A capital gains tax is one of those things that never quite get onto the public policy agenda, perhaps because too many influential people avoid paying taxes by investing in capital gains. That does not include ordinary homeowners. Sure, they make a profit when they sell their houses but they promptly make a loss when they buy the next one. A capital gains tax needs be levied only on investment homes, the houses owned in addition to the one you live in.
I see no need for an onerous capital gains tax designed to expropriate private wealth. It would not be retrospective but use as the base the rateable value at the time of implementation. Only increases above the rate of consumer inflation need be treated as the capital gains to be taxed.
Taking the demand pressure off housing as an investment, even on the margin, will slow down housing inflation. And yes, people will have to start investing in real production, not bubbling paper.
Special interests will object with a host of arguments to the effect that – well, er – they will be worse off. Of course they will be.

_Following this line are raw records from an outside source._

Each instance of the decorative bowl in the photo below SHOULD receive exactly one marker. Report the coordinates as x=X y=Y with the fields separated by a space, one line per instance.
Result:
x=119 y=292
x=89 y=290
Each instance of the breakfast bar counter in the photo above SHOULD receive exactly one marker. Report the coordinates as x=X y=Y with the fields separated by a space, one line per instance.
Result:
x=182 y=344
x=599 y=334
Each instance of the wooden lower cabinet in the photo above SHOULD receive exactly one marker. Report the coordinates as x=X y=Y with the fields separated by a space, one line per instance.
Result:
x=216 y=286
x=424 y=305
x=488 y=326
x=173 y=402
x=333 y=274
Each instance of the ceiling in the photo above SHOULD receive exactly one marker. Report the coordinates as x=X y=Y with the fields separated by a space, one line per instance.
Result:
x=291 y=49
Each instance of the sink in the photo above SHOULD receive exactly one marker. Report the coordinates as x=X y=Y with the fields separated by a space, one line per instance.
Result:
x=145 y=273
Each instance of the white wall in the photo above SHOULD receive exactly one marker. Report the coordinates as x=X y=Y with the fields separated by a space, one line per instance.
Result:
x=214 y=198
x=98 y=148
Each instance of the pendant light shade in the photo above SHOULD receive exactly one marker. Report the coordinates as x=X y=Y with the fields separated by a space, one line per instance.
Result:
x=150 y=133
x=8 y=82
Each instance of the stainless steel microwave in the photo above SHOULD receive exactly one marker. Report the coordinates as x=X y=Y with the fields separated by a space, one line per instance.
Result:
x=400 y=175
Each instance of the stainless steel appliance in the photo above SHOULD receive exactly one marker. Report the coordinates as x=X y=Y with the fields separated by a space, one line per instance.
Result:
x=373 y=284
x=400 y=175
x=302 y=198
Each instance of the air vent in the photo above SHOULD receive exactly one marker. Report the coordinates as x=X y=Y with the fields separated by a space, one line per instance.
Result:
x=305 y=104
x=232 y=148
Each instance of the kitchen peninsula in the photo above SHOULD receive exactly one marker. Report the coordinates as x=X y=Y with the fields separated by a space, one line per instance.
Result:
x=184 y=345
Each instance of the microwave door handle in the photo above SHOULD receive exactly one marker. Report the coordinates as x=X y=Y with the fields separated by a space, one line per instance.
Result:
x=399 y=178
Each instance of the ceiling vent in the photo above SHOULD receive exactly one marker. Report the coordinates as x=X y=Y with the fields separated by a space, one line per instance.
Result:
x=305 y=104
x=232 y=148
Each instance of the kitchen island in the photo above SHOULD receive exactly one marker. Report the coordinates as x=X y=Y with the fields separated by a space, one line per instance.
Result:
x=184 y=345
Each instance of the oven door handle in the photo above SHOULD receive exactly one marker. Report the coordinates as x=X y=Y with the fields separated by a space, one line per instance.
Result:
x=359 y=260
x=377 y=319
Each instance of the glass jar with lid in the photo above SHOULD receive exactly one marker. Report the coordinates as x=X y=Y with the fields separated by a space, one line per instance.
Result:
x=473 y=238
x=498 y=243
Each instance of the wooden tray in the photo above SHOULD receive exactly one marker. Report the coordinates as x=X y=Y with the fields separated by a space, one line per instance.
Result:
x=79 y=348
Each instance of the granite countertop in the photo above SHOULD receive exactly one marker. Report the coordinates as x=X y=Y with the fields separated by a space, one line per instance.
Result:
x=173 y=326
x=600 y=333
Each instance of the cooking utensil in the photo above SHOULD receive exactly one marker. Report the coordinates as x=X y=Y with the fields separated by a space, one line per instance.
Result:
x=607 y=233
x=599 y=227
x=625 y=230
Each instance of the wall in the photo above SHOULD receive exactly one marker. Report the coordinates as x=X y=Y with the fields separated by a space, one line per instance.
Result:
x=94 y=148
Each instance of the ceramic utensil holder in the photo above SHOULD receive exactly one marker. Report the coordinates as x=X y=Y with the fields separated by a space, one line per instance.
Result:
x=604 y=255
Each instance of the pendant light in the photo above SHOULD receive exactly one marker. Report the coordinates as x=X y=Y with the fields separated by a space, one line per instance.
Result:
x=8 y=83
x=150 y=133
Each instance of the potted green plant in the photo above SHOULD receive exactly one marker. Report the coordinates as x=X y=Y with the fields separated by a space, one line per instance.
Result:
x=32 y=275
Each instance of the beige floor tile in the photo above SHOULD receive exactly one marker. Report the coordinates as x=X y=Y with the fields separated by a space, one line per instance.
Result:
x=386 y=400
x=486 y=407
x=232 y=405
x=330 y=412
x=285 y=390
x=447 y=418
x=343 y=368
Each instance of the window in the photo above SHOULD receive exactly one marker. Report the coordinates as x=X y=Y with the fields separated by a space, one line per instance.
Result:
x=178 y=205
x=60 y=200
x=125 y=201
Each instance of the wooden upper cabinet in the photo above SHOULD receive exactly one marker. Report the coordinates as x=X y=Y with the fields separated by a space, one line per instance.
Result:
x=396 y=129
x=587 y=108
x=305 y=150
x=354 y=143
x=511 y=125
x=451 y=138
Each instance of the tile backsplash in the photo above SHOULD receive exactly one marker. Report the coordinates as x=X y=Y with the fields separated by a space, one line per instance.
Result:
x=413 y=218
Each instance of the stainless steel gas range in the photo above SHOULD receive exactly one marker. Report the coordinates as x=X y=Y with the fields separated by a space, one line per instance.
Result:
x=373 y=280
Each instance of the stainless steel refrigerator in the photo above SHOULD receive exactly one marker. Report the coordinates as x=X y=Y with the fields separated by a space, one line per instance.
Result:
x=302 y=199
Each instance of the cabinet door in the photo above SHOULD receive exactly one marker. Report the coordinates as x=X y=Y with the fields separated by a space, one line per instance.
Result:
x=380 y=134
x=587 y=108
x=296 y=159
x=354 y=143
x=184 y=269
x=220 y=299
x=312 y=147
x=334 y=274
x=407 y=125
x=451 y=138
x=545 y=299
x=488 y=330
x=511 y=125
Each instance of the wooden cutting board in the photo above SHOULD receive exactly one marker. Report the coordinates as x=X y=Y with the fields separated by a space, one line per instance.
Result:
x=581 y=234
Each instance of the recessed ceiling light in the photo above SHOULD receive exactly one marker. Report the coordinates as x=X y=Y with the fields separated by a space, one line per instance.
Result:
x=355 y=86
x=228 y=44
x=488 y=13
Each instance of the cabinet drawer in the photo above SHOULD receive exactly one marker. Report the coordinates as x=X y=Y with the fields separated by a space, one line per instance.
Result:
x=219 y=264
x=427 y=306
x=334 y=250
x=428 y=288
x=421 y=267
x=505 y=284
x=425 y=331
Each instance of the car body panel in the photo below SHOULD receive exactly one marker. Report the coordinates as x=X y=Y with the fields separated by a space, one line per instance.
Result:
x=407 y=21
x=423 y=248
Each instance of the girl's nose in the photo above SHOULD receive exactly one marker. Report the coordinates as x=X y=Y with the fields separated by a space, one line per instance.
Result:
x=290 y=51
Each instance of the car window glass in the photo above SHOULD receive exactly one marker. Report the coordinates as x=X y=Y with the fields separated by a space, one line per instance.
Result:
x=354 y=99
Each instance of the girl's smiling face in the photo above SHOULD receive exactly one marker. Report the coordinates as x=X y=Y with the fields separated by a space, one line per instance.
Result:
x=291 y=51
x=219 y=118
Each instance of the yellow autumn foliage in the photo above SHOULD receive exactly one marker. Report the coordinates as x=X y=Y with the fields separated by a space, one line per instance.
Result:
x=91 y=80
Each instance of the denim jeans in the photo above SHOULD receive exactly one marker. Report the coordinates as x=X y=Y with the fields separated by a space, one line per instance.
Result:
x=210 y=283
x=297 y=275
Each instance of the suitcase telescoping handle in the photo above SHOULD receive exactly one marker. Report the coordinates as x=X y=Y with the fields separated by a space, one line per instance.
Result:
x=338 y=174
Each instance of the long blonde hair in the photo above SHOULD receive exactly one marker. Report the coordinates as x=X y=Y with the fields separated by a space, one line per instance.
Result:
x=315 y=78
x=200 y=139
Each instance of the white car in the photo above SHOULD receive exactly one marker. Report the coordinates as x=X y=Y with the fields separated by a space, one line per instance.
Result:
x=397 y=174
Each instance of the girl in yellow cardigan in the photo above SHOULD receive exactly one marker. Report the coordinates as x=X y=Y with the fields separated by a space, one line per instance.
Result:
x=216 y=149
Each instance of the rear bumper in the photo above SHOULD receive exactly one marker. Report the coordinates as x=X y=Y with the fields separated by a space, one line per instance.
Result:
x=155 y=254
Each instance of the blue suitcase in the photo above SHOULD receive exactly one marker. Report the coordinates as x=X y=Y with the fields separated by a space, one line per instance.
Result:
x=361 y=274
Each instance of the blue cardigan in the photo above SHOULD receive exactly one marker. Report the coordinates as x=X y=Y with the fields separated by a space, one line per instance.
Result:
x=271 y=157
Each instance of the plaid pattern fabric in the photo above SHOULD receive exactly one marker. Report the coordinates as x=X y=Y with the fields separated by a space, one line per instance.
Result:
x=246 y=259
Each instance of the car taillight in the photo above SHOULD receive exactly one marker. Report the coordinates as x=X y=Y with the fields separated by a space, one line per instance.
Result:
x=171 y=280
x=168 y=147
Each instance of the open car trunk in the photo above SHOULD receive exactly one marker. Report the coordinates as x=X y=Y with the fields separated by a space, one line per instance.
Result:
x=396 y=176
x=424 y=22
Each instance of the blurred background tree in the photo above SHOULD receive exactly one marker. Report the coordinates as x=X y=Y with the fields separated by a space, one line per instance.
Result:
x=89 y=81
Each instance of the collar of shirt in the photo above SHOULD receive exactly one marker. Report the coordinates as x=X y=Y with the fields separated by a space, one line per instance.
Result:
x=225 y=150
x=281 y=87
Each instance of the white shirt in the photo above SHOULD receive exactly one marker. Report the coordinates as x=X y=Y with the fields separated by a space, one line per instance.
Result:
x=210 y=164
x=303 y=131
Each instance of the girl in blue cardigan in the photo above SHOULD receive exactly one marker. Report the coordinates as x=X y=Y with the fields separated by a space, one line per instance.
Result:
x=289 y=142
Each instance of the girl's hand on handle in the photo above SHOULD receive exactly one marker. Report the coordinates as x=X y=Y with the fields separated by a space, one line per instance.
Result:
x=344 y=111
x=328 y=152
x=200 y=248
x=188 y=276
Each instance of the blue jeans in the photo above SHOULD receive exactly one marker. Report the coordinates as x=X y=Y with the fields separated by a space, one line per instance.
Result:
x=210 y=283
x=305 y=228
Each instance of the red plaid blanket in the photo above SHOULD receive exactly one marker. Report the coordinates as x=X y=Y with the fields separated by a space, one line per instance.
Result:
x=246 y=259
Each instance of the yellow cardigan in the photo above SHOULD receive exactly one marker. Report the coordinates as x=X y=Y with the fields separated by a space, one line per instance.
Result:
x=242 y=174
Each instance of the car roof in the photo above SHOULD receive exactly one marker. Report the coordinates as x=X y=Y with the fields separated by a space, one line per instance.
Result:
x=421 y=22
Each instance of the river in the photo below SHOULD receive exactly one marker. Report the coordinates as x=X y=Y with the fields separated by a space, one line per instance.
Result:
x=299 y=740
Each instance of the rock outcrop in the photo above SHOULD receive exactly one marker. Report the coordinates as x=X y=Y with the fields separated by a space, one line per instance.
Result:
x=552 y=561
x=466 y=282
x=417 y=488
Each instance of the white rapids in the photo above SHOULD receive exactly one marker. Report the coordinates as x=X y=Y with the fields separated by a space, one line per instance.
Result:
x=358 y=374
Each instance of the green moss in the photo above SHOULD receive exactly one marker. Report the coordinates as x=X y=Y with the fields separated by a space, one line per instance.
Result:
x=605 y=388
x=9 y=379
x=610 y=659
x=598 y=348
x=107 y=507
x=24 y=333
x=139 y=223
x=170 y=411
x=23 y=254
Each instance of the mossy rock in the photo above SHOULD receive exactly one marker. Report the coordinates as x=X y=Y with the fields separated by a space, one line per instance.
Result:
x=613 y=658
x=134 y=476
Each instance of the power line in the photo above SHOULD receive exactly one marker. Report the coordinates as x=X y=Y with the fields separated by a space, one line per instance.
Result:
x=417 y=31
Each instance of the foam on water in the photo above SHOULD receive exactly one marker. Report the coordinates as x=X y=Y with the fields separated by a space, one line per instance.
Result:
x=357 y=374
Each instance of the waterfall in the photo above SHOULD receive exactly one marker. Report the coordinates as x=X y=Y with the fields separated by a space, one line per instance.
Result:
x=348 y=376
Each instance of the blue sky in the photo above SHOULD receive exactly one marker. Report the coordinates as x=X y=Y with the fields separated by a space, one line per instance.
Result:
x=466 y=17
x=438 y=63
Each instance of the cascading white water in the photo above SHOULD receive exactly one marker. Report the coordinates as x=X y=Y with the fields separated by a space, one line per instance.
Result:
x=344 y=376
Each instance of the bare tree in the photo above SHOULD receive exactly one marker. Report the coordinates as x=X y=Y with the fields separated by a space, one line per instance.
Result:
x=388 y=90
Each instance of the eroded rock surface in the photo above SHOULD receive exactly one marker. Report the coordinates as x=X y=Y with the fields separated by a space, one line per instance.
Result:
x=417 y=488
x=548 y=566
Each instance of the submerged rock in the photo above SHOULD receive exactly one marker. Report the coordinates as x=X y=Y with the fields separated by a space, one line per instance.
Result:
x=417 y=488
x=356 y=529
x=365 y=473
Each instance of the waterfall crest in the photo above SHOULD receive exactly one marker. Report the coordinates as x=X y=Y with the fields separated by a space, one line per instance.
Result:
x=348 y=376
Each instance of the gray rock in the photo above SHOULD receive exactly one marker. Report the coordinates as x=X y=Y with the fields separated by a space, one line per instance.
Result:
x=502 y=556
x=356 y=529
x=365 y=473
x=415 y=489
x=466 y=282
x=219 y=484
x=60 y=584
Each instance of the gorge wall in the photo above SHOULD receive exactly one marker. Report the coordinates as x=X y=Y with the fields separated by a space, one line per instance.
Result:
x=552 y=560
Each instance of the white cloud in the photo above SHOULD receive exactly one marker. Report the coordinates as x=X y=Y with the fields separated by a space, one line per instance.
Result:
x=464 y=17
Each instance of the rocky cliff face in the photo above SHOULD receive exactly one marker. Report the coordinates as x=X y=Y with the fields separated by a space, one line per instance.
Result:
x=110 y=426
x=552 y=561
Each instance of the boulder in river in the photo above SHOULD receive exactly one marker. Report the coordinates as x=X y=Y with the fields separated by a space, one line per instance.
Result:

The absence of a capital gains tax is a subsidy; withdraw the subsidy and they are worse off.
Because they are not as well-organised, there is not the same outcry from those being squeezed out of owning a home by the inflating price of housing stimulated by the government subsidy to speculators. The family renting your investment may well have been outbid for their home by a better-capitalised investor simply after the best return.
Won’t the proposed restrictions on mortgage advances to those with small deposits help? Although it is popularly presented in terms of its effect on prices, this is but one of various Reserve Bank initiatives aiming at improving the robustness of the financial system. This one is about a possible bursting of the housing bubble. Banks with borrowers with too little equity relative to debt are less robust than those with better margins. You can now have even more confidence in the strength of your bank.
This restriction probably will reduce the demand for housing a little, especially from first-home buyers. In any case, people will find ways around the restriction. That will increase the vulnerability of those who deposit their savings with second-mortgage lenders: be warned.
What is going on here is a common problem: the Government fails to act. In this case, it continues to subsidise investment in housing, but more commonly the problem is a weak fiscal stance. So, we all hope someone else, often the Reserve Bank, will offset its cowardice. But in this case – and usually – the Reserve Bank does not have effective policy instruments to address the Government failure. Those are in the hands of the Government.
As long as policy confuses housing as a home with housing as an investment, we are going to get wasteful speculative investment in houses, a weaker performance of the economy, rising house prices and families without their own homes.